The melting of salt hydrate phase change material in an irregular metal foam for the application of traction transient cooling

To cope with the increasing cooling loads in power electronics especially in traction, a new heat sink based on the irregular aluminium foam/salt hydrate phase change material composite was proposed for the integration into liquid cooling or heat pipe systems to provide transient cooling during the traction stationary phase. This heat sink would also be applicable to accommodate power surges or thermal buffering-related conditions. The melting point of the salt hydrate PCM was 46 degrees C. The coolant water was heated up to 60 degrees C, similar to the inlet condition in traction liquid cooling systems. The vacuum impregnation method used to create the composite resulted in a 96% impregnation ratio. The heat sink absorbed a thermal load up to 0.092 kW h with increasing charging temperature from 50 to 60 degrees C (from ambient: 20 degrees C) within an hour of heating and the PCM was fully melted. This was a combination of latent and sensible heat storage methods. The thermal capacity value matched closely with the theoretical calculation of 0.103 kW h (11% deviation).

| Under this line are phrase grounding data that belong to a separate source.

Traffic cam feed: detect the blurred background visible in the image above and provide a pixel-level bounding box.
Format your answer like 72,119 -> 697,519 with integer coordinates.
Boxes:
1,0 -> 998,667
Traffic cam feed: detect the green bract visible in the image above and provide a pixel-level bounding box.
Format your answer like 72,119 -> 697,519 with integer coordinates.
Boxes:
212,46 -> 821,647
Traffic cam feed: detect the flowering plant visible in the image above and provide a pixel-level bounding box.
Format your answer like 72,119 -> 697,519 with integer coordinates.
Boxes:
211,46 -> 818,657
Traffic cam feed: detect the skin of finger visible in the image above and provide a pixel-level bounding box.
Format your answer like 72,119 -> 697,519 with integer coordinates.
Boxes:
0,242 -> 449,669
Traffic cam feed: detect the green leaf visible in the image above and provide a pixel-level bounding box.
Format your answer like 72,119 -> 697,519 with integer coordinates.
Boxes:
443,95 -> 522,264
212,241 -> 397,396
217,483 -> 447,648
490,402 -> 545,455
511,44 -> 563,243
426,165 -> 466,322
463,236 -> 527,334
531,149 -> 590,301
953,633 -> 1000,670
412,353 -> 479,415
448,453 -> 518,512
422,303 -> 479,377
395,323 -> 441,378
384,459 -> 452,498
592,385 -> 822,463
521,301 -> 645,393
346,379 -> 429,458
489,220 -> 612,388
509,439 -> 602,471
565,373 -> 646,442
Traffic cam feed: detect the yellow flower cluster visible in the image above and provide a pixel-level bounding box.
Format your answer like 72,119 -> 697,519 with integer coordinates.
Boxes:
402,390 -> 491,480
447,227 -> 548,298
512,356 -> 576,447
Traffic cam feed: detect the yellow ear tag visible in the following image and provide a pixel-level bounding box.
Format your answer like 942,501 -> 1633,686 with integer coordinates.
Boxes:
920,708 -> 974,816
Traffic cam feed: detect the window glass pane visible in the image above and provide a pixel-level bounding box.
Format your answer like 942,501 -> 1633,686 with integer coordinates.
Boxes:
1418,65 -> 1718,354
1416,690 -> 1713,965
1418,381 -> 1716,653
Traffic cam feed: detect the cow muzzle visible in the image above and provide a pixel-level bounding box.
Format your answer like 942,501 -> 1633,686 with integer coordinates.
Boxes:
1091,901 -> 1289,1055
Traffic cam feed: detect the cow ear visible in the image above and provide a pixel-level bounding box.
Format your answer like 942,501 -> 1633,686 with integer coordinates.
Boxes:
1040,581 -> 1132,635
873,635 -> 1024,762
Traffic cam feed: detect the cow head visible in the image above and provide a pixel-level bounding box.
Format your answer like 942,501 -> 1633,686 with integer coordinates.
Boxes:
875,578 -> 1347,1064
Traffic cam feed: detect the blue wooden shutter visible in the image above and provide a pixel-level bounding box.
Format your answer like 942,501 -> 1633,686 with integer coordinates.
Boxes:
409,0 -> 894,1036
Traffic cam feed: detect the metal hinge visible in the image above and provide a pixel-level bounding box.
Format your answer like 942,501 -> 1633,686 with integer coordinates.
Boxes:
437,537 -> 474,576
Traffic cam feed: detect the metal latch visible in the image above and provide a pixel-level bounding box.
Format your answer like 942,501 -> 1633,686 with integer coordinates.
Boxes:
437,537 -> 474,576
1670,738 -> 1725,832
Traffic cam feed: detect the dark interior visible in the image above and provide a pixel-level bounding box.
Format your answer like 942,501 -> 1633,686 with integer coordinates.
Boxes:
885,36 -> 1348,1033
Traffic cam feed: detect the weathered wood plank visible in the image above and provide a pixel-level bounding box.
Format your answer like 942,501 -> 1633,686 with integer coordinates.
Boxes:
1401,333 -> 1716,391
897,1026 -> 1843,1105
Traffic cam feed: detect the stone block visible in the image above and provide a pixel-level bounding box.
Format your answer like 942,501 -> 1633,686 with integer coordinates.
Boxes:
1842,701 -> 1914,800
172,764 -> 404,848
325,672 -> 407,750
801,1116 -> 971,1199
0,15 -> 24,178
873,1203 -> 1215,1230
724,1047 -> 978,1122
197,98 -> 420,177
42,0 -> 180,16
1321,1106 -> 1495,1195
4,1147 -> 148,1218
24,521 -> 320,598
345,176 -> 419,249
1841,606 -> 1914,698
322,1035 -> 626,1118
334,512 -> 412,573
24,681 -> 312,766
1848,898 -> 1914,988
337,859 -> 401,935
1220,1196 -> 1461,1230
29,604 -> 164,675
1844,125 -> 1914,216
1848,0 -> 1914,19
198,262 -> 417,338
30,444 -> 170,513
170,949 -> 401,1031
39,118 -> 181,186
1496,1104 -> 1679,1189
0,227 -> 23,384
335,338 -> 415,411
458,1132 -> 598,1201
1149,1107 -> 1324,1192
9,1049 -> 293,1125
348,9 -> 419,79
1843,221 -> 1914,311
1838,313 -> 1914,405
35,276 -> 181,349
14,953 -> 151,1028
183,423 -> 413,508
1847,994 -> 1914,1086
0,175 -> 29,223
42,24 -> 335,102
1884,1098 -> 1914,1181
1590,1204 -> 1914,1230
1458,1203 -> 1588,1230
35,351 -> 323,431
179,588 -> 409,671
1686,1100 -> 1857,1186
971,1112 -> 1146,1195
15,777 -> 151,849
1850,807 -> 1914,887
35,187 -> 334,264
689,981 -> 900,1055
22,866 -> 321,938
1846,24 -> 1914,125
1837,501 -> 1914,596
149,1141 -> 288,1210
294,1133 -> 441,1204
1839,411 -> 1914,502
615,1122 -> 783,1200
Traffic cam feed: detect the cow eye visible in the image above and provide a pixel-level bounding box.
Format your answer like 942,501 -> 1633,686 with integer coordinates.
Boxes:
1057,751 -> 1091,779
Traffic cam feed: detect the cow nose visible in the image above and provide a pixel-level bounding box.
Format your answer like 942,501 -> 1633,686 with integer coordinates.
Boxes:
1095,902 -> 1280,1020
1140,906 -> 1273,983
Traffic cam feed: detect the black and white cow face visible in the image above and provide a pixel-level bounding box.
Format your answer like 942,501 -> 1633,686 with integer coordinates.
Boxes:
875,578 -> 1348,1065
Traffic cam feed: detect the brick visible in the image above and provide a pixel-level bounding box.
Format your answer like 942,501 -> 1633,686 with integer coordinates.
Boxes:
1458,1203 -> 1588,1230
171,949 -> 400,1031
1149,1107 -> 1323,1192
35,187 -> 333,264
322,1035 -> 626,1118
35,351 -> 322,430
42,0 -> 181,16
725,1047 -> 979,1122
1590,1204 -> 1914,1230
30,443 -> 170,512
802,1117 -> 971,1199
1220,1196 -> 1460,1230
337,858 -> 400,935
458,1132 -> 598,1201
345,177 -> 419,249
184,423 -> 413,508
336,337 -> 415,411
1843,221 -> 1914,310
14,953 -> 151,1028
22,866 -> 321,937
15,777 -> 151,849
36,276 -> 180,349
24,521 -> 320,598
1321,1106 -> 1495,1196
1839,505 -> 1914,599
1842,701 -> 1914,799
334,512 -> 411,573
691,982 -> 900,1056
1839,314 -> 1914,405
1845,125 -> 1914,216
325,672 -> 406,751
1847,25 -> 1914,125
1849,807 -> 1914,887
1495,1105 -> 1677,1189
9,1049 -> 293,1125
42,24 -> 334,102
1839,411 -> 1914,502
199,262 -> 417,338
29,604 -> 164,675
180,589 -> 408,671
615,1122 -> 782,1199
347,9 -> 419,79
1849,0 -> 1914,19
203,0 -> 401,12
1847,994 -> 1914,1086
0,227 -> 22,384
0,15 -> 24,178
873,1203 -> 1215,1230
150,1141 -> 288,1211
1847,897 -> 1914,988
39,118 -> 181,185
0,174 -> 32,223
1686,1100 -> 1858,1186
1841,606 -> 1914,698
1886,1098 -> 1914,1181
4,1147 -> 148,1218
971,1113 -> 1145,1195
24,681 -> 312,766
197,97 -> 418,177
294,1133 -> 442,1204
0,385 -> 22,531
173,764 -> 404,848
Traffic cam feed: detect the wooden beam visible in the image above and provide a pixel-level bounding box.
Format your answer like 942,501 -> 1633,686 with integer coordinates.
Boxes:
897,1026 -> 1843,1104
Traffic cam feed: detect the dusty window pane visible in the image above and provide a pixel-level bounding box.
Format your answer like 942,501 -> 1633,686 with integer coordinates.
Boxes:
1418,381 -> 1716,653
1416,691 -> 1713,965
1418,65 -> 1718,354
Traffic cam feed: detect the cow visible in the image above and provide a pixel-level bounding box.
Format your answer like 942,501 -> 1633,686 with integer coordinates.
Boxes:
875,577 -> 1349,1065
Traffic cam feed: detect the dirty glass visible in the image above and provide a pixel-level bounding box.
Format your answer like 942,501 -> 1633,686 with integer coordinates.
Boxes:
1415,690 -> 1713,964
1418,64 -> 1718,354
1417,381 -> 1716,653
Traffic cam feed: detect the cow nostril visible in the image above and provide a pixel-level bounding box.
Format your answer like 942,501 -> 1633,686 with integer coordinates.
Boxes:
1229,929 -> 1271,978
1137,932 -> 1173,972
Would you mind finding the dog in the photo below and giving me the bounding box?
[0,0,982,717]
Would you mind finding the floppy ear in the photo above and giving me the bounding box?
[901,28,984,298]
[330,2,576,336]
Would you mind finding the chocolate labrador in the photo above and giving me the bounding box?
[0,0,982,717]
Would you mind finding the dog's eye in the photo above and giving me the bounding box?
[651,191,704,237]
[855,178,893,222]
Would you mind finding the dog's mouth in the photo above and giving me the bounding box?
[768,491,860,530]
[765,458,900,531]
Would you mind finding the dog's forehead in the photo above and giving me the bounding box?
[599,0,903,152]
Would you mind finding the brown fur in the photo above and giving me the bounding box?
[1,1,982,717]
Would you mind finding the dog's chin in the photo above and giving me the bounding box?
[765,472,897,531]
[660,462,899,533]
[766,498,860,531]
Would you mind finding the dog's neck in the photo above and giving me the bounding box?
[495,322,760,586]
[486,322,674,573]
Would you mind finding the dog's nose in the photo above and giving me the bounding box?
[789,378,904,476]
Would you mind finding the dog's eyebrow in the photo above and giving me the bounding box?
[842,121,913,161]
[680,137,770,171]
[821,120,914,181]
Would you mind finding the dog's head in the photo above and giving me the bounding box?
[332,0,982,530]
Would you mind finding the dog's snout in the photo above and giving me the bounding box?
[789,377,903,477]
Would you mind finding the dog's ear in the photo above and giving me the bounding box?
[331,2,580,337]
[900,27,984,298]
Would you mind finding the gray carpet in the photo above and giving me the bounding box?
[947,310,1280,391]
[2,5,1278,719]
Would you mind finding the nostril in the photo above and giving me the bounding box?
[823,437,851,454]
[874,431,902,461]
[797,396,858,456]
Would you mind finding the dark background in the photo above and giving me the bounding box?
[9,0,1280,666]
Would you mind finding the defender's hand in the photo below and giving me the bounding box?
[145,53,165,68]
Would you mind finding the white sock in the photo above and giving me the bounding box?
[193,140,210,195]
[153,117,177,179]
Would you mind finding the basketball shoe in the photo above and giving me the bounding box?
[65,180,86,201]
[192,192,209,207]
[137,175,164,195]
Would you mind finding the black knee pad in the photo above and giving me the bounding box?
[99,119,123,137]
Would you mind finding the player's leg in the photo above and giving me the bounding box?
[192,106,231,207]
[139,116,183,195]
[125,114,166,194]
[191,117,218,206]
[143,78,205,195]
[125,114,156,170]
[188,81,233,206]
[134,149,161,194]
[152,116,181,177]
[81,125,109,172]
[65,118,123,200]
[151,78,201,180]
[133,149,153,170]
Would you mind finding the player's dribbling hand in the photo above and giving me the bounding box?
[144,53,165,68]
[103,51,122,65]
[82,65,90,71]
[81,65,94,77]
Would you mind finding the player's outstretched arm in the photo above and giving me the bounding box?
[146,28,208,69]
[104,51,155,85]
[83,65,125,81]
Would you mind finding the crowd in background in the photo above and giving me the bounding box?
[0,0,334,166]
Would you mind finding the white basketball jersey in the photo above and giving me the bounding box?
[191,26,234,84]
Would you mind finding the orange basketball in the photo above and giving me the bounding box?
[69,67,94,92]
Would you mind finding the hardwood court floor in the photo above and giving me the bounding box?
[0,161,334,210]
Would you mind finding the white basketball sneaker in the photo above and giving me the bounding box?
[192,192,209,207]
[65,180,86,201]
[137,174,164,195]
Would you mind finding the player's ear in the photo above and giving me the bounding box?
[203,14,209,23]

An hour of complete melting would match the stopping period of intercity trains at the terminus and the sink would be able to cool a group of 4-5 IGBTs, rated at 20W power dissipation for each IGBT, during this stopping period. The heat balance formulated was commendable due to the small mismatch (7% deviation) between the released and absorbed heat, from the coolant to the heat sink. Therefore, it could be used to further optimise the design with alternative PCMs, foam porosities, operational conditions, thermal masses, heat exchanger configurations and so on. The effective thermal conductivity (Keff) for the composite was calculated as 10.8 W/m K and the ratio of Keff/KPCM was 24, higher than many composites previously studied in literature. In general, the heat sink would benefit in providing a transient, compact and inexpensive solution.